Open Bandit Dataset

Open Bandit Dataset is constructed in an A/B test of two multi-armed bandit policies on a large-scale fashion e-commerce platform, ZOZOTOWN. It currently consists of a total of about 26M rows, each one representing a user impression with some feature values, selected items as actions, true propensity scores, and click indicators as an outcome. This is especially suitable for evaluating off-policy evaluation (OPE), which attempts to estimate the counterfactual performance of hypothetical algorithms using data generated by a different algorithm.

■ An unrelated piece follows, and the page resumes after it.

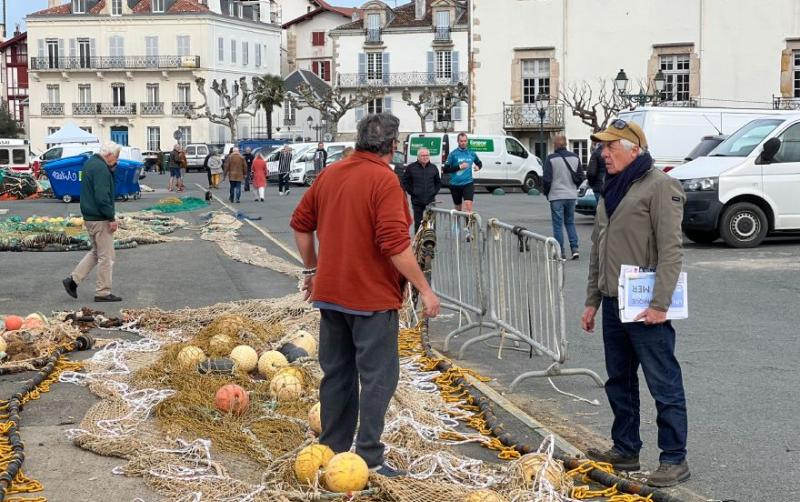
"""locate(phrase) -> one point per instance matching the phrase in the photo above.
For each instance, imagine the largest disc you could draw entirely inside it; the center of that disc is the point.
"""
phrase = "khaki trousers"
(101, 255)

OBD is a set of logged bandit feedback datasets collected on a largescale fashion e-commerce platform provided by Saito et al. There are three campaigns, “ALL”, “Men”, and “Women”. We use size 30,000 and 300,000 of randomly sub-sampled data from the “ALL” campaign. The dataset contains user context as feature vector 𝑥 ∈ X, fashion item recommendation as action 𝑎 ∈ A, and click indicator as reward 𝑟 ∈ {0, 1}. The dimensions of the feature vector 𝑥 is 20, and the number of actions is 80.

The dataset consists of subsets of data collected by two different policies, the uniform random policy and the Bernoulli Thompson Sampling policy. We let \(\mathcal{D}_𝐴\) denote the dataset collected by uniform random policy \(\pi_A\) and \(\mathcal{D}_B\) denote that collected by Bernoulli Thompson Sampling policy \(\pi_B\).